First edition of a work on Kufic coins, written by the Swedish orientalist and numismatic Carl Johan Tornberg (1807-1877). The work catalogues all the early Arabic coins found on Swedish soil, now residing in the Kungliga Svenska Myntkabinettet (Swedish Royal Coin Collection), Stockholm. The descriptions note where and under whose rule the coins were minted. Tornberg also gives a transcription of the coin’s text in Arabic and a short note on its appearance and rarity. Among the earliest coins are those from the Ummayad caliphate around the year 63 (684-685), followed by coins from the Abbasids, the Ummayads in Spain, up to the Hamdanids and Marwanids. Tornberg studied Arabic and Persian, and became professor of Oriental languages at the University of Lund, Sweden.

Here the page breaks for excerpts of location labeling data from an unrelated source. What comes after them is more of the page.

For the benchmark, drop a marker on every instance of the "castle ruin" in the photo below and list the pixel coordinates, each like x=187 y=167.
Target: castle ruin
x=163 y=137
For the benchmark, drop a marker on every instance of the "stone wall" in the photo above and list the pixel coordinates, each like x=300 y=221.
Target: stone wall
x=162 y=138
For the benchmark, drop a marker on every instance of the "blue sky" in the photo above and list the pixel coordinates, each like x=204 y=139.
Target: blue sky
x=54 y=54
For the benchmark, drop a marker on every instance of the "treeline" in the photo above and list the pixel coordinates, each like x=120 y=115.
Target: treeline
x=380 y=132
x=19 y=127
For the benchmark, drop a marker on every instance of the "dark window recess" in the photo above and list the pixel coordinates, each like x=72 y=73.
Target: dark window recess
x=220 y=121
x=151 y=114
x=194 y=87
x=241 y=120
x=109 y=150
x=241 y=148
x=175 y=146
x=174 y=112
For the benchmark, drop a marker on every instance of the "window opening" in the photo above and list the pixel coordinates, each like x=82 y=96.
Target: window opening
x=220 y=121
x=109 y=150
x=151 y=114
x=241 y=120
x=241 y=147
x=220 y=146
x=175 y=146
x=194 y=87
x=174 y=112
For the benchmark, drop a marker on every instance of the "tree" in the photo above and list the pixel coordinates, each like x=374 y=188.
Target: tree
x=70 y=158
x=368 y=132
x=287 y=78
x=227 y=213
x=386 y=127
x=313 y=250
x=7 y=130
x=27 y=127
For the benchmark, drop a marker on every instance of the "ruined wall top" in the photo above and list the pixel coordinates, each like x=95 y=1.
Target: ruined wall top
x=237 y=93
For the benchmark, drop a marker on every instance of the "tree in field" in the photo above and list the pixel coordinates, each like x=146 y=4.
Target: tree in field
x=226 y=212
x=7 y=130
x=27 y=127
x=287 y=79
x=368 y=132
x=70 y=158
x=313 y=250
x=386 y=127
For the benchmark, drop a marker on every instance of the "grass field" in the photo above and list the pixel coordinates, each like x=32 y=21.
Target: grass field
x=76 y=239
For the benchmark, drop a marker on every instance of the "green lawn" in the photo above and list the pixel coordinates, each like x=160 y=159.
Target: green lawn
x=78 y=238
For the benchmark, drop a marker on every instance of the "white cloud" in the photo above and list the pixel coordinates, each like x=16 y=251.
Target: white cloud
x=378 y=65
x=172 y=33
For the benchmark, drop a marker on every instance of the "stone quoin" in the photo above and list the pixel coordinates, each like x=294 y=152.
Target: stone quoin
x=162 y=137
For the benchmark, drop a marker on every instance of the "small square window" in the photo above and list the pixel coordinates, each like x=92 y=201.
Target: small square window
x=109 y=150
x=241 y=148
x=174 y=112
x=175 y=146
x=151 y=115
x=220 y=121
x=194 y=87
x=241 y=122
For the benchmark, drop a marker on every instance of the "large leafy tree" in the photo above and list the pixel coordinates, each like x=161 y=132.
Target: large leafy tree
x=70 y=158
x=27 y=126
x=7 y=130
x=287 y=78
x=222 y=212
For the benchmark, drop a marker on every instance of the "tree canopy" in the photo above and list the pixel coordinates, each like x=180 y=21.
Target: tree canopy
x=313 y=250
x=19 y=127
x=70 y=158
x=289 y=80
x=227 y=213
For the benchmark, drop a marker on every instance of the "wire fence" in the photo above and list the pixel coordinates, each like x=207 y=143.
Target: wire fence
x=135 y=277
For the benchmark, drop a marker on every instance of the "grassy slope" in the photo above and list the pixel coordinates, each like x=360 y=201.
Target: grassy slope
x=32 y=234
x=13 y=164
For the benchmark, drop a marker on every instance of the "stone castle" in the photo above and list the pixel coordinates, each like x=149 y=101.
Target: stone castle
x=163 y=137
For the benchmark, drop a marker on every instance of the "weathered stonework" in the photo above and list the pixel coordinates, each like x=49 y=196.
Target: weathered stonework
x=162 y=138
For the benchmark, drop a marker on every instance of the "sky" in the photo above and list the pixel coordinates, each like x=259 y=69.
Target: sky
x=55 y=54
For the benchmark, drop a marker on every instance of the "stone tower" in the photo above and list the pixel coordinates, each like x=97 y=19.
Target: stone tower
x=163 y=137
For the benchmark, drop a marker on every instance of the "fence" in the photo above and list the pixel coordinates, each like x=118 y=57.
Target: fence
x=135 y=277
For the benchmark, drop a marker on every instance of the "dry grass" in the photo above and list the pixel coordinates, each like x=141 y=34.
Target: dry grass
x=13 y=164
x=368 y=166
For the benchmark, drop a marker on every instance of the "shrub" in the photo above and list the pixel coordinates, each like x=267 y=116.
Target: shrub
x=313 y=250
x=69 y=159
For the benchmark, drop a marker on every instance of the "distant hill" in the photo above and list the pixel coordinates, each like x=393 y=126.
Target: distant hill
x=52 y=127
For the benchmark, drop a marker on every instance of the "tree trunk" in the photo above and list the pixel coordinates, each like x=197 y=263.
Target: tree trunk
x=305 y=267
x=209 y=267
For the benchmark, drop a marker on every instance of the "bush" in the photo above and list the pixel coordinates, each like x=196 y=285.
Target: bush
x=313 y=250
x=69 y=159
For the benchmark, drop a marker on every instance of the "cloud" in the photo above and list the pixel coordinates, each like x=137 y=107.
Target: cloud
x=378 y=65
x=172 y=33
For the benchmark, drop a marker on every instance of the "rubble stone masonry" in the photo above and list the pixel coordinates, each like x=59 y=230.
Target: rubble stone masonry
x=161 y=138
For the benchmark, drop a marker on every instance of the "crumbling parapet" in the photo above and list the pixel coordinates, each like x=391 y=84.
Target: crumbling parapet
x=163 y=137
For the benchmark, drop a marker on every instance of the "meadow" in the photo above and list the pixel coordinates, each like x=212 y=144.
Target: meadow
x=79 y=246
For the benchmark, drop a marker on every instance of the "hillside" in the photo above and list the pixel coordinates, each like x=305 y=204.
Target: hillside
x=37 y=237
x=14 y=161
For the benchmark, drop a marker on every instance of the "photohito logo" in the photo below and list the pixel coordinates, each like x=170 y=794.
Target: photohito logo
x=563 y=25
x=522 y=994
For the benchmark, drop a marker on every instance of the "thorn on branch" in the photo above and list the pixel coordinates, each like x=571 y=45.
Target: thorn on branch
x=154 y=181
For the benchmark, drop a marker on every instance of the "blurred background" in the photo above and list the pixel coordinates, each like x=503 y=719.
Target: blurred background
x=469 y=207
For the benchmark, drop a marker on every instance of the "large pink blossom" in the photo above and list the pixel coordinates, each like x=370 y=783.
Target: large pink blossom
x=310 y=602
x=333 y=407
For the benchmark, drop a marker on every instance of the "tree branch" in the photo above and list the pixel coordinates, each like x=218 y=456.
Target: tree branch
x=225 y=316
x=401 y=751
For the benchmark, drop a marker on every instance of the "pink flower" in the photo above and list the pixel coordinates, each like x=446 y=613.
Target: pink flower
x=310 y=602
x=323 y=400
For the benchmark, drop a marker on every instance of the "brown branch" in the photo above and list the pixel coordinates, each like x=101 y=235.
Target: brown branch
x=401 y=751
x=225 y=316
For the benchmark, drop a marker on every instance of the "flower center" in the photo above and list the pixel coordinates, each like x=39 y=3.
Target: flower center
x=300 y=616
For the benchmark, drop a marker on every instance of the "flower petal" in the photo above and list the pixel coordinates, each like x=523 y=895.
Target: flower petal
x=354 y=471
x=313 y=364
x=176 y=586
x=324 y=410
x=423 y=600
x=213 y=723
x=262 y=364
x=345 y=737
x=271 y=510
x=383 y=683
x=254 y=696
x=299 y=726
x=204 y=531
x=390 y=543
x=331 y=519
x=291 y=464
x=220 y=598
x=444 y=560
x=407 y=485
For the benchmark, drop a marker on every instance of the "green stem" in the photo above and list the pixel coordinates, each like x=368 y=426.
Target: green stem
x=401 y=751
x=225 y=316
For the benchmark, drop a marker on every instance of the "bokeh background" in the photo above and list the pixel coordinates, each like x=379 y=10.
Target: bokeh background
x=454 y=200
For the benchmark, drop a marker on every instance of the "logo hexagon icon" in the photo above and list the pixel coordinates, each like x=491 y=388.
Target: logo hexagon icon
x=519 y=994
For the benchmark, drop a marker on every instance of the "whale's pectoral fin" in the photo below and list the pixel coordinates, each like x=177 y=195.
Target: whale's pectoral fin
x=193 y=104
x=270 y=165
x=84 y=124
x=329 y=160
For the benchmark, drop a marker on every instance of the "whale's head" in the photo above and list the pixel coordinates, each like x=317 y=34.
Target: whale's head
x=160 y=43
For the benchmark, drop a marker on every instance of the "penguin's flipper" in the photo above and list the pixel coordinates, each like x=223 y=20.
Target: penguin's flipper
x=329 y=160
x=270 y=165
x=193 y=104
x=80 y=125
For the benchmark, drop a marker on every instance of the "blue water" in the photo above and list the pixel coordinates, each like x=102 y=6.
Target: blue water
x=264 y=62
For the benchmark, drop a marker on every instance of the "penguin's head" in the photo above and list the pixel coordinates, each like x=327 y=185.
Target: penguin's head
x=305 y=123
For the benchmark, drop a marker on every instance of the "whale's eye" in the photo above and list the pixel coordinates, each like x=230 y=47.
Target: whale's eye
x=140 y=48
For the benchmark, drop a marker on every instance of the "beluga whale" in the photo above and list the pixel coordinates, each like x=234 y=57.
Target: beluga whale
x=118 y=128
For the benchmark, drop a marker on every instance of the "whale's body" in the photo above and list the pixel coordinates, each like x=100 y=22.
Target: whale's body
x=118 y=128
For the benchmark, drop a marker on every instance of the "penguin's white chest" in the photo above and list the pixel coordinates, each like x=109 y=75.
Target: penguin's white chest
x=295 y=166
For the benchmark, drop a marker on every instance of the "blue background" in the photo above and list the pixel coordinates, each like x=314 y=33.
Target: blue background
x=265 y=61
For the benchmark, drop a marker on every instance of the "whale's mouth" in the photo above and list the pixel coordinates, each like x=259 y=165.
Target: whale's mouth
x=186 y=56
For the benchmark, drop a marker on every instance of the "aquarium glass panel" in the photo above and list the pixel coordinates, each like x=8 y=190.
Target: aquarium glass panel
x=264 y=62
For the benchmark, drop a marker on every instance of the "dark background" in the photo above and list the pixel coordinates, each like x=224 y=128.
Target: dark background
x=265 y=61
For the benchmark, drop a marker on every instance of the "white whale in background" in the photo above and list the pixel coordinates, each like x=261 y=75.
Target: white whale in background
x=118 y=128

The present work is the second catalogue of the Myntkabinettet: the first treated the collection’s Anglo-Saxon coins, described by B.E. Hildebrand and published in 1848.
Tomberg was a Swedish Orientalist, numismatist and university teacher. For his scientific work, he made foreign trips to different countries in 1856, 1863 and 1865 and studied the rich oriental handwriting treasures in Paris, London and Berlin. The significant collections of such manuscripts that exist in Upsala and Lund in Sweden were first scientifically arranged and described by Tornberg. In addition he published this work on Islamic silver coins found in Sweden; these are old Arabic coins with inscriptions in kufic (developed in the city of Kufa in Iraq). Gold coins (dinars), silver coins (dirhams) and copper coins (fels) have usually no image, only writing on them. In the early Middle Ages, these were an important means of payment – also in Europe, and many discoveries have been made in the Nordic region. This is an overview of Swedish findings. Coin discoveries are an important source of understanding the trade history of the 800-900s.
Bibliographic references: Lipsius-L. I, 141; “Cufic coins in the Stockholm mint collection.” Mayer 1806.